Hale, Artemas
Born: 1783-10-20 Winchendon, Massachusetts
Died: 1882-08-03 Bridgewater, Massachusetts
Artemas Hale was a schoolteacher, manufacturer, state legislator, and U.S. representative. Hale received a limited education in his native Winchendon, Massachusetts, spending his early years working on the family farm. From 1804 to 1814, he taught school in Hingham, Massachusetts. He married Deborah Lincoln in 1815, with whom he had three children. The couple settled in Bridgewater, Massachusetts, where Artemas became involved in the manufacture of cotton gins and local politics. A Whig, he served in the Massachusetts House of Representatives in 1824, 1825, 1827, and 1828 and the Massachusetts Senate in 1833 and 1834. Hale returned to the House in 1838 and remained there until 1842. In 1844, he won election to the U.S. House of Representatives, serving in that body from March 1845 to March 1849. At the end of term, he returned to Bridgewater, where he engaged in agriculture. Hale was a delegate to the Massachusetts state constitutional convention in 1853. In 1850, he was farming and owned real property valued at $13,000. In 1860, Hale was operating a large farm operation and owned real property valued at $12,500 and had a personal estate of $35,000. He was a presidential elector for Abraham Lincoln in 1864.

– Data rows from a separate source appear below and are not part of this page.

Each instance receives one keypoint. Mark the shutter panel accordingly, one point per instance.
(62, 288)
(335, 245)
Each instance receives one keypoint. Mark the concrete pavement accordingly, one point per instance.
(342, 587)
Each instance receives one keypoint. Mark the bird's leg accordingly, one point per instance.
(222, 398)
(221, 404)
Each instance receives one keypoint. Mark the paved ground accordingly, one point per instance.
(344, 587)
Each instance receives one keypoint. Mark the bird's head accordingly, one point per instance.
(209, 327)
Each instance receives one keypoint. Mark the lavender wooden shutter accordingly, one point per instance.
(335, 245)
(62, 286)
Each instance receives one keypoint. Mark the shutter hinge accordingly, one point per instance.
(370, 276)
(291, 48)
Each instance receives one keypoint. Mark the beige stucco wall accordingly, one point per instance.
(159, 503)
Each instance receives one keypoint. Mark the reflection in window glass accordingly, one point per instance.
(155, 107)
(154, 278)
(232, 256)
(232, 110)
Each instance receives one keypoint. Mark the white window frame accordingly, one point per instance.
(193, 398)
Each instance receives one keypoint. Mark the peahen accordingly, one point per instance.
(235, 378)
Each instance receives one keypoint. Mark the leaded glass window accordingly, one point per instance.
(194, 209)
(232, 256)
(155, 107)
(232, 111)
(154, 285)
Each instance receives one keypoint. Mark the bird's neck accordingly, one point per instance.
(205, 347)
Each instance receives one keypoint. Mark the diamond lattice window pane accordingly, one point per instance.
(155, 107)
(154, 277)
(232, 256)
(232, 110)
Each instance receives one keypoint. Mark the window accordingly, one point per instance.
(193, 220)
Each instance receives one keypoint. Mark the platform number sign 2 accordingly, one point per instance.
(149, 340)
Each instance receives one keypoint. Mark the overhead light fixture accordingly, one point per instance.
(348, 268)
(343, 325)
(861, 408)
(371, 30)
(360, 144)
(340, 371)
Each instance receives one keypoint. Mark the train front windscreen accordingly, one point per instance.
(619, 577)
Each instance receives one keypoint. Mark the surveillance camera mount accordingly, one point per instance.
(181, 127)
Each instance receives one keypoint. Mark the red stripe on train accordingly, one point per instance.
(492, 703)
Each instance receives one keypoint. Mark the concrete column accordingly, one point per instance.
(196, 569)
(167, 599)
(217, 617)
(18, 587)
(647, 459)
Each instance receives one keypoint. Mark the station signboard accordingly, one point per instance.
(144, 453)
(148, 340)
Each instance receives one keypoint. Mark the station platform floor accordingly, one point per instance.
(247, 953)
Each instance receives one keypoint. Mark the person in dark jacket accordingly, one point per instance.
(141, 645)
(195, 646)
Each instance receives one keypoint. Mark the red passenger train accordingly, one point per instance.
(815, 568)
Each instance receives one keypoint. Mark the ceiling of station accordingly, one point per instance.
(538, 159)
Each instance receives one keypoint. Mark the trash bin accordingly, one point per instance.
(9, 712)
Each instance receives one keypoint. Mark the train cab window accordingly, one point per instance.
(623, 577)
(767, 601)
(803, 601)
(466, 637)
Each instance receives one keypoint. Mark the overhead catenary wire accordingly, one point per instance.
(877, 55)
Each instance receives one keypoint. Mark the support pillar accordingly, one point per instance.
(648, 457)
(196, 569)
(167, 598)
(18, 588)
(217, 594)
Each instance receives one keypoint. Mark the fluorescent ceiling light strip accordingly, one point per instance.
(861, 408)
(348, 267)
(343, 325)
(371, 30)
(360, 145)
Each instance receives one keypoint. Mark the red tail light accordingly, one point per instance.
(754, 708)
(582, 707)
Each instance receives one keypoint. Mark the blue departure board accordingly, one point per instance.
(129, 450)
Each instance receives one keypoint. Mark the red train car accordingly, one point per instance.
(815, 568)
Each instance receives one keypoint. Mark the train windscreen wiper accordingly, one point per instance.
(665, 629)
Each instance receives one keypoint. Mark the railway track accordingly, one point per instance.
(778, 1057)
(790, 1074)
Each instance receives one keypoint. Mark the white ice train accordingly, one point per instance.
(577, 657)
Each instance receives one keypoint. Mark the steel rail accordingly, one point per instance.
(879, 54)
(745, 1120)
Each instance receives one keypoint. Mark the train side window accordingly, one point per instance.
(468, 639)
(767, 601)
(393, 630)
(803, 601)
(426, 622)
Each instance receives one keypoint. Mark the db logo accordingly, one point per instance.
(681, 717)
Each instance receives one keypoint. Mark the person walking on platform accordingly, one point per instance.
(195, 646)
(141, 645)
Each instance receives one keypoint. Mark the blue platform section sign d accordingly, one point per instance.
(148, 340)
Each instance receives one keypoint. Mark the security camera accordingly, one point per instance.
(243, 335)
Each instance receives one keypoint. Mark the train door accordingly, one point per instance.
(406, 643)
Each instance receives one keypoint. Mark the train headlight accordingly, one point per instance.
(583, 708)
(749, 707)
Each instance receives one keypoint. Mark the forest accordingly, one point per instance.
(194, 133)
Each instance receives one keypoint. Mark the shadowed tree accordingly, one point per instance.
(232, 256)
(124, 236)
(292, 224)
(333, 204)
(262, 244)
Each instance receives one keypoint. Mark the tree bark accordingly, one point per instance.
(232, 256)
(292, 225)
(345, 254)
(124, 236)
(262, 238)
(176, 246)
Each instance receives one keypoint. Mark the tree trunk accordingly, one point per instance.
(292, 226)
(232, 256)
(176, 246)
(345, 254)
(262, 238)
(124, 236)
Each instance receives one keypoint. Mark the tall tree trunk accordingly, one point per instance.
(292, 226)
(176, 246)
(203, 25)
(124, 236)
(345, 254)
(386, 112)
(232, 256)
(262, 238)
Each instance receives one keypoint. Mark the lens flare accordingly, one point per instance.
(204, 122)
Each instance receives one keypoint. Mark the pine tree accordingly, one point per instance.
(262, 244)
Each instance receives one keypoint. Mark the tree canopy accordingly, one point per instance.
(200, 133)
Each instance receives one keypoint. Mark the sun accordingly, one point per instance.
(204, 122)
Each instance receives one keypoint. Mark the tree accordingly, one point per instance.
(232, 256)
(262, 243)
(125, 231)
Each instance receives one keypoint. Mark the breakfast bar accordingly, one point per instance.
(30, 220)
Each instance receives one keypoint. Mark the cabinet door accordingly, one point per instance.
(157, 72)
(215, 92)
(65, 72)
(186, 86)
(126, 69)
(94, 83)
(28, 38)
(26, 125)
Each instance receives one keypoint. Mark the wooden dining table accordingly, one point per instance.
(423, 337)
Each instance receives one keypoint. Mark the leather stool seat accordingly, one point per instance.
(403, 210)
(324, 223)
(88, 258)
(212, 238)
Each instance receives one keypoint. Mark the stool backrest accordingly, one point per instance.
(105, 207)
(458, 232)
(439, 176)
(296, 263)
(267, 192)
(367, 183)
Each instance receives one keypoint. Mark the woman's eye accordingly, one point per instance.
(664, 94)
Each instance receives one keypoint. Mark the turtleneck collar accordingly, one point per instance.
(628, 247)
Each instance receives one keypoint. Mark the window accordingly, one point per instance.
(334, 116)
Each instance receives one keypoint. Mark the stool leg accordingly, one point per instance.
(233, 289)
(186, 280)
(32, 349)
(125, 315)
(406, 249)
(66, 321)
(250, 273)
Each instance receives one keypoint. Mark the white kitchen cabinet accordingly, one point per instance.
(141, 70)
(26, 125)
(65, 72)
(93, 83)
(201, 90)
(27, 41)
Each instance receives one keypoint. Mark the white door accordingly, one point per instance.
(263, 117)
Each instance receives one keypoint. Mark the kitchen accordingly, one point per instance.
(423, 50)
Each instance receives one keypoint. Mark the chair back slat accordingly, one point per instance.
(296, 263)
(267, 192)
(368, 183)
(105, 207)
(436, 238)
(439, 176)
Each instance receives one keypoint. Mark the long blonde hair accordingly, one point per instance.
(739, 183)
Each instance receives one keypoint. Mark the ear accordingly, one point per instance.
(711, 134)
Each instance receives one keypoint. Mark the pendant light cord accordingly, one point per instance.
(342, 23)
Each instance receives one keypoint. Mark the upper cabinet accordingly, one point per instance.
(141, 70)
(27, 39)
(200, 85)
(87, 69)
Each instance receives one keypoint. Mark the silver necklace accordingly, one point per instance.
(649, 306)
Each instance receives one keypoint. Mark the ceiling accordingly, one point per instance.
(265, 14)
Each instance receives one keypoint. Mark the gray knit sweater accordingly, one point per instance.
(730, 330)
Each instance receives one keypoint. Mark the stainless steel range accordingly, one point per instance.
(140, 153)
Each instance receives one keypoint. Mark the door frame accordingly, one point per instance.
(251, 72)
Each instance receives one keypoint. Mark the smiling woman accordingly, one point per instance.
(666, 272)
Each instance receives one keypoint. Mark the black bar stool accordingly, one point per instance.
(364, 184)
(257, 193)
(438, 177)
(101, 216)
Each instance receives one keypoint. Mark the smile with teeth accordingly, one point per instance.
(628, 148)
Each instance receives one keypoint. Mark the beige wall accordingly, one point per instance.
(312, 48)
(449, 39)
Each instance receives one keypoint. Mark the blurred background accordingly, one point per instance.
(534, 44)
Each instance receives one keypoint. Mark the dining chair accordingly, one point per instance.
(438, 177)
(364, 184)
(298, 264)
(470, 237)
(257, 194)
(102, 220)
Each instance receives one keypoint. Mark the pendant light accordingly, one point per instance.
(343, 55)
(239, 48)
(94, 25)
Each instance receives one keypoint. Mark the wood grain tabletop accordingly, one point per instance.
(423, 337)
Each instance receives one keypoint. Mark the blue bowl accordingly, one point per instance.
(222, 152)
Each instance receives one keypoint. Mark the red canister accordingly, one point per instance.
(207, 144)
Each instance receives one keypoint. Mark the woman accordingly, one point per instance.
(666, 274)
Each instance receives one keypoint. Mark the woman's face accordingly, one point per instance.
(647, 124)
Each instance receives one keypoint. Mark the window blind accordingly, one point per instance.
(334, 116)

Biographical Directory of the American Congress 1774-1996 (Alexandria, VA: CQ Staff Directories, 1997), 1139; Nahum Mitchell, History of the Early Settlement of Bridgewater, in Plymouth County, Massachusetts (Boston: Kidder & Wright, 1840), 169; U.S. Census Office, Seventh Census of the United States (1850), Bridgewater, Plymouth County, IL, 15; U.S. Census Office, Eighth Census of the United States (1860), Bridgewater, Plymouth County, IL, 281, Gravestone, Mount Prospect Cemetery, Bridgewater, MA.